Stress-testing a supply chain uncovers where the disconnects are, most of which are in warehouses. Real-time data provides a 360-degree view of the warehouse and, when combined with AI-based insights, can be used to make supply chains more resilient. Source: McKinsey & Company, Why now is the time to stress-test your industrial supply chain. July 27, 2020

How AI is closing warehouse gaps 

The more fragile supply chains become, the more important it is to find where warehouse gaps are and close them. By using supervised ML algorithms and convolutional neural networks, it is possible to use the real-time data streams generated from warehouses to pinpoint where gaps are. However, identifying just how wide these gaps are, their impact on daily warehouse operations and their financial impact on a business has proven elusive. 

Cloud-based enterprise performance management (EPM) platforms are taking on that challenge. They’re combining APM with site operations applications to identify how warehouse sites perform against plan, helping managers identify bottlenecks and solve them before they impact performance. Leading EPM providers rely on APIs to integrate with current and legacy warehouse management systems, differentiating themselves by functional area and vertical market. Oracle, SAP, IBM, Anaplan, OneStream Software and Honeywell Connected Warehouse offer EPM platforms today.  

Of the many approaches enterprise software vendors are taking today, Honeywell’s Connected Warehouse platform strategy and use of AI and machine learning are noteworthy. It leads the EPM platform market in using advanced ML techniques and constraint modeling to identify warehouse and logistics bottlenecks. 

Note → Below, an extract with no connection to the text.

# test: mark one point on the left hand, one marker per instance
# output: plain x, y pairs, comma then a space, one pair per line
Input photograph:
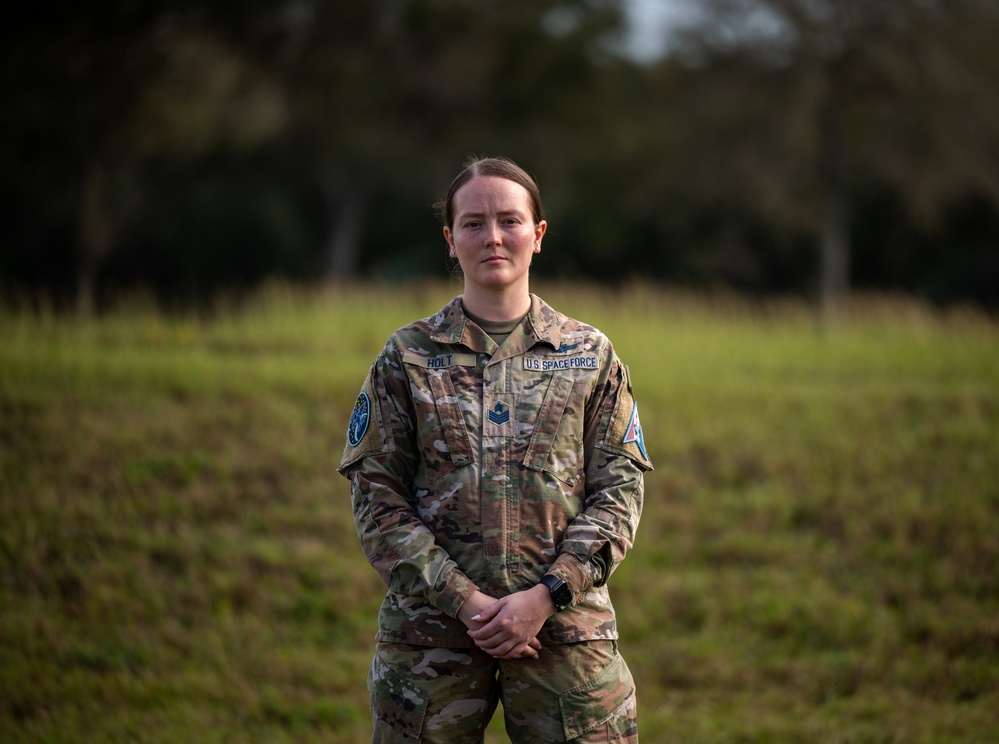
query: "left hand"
509, 624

AI and ML are designed into the foundation of Honeywell’s Forge platform and portfolio of products. The company has more than 150 AI and data science experts on staff, concentrating on the Honeywell Forge roadmap, future innovations and new patent opportunities. 

All these AI and ML investments translate into continual improvement in providing real-time insights and contextual intelligence that improves warehouse and supply chain performance. The goal is to provide distribution businesses with a real-time system of record they can use to identify gaps in warehouse performance and better manage machinery and assets, said Jain.   

Honeywell’s Connected Warehouse uses ML to analyze real-time data and make recommendations based on constraints while monitoring machinery to see how its performance can be optimized. The dashboard below combines real-time updates for outbound operations, tracking current progress on packed and shipped cartons against the plan. 

Real-time data, analyzed using analytics and ML algorithms, keeps the dashboard current. Constraint-based ML algorithms also calculate planned performance in real time and are used for tracking asset downtime. In addition, Honeywell recently introduced an APM that predicts when warehouse machinery needs preventative maintenance and updates. 

Honeywell’s Connected Warehouse platform relies on AI and ML to analyze and interpret real-time warehouse data, including machinery performance, so potential bottlenecks can be identified before they affect operations.

Anticipate more supply chain disruptions 

Stress-testing supply chains needs to start in the warehouse, where small process improvements made at scale can make a difference in keeping distribution centers and networks running efficiently. What’s been missing is a 360-degree view of warehouse performance that can identify how fast bottlenecks are growing and their financial impact. Combining AI, ML, and real-time OT and IT data, cloud-based EPM platforms are taking on this challenge. 

It’s a certainty that more supply chain disruptions are on their way. Using AI and machine learning to optimize warehouse operations will help absorb those shocks. AI- and ML-based warehouse management is a necessity today for high-velocity distribution businesses, including ecommerce, retail, grocery, and post and parcel, to reduce the impact of supply chain disruptions.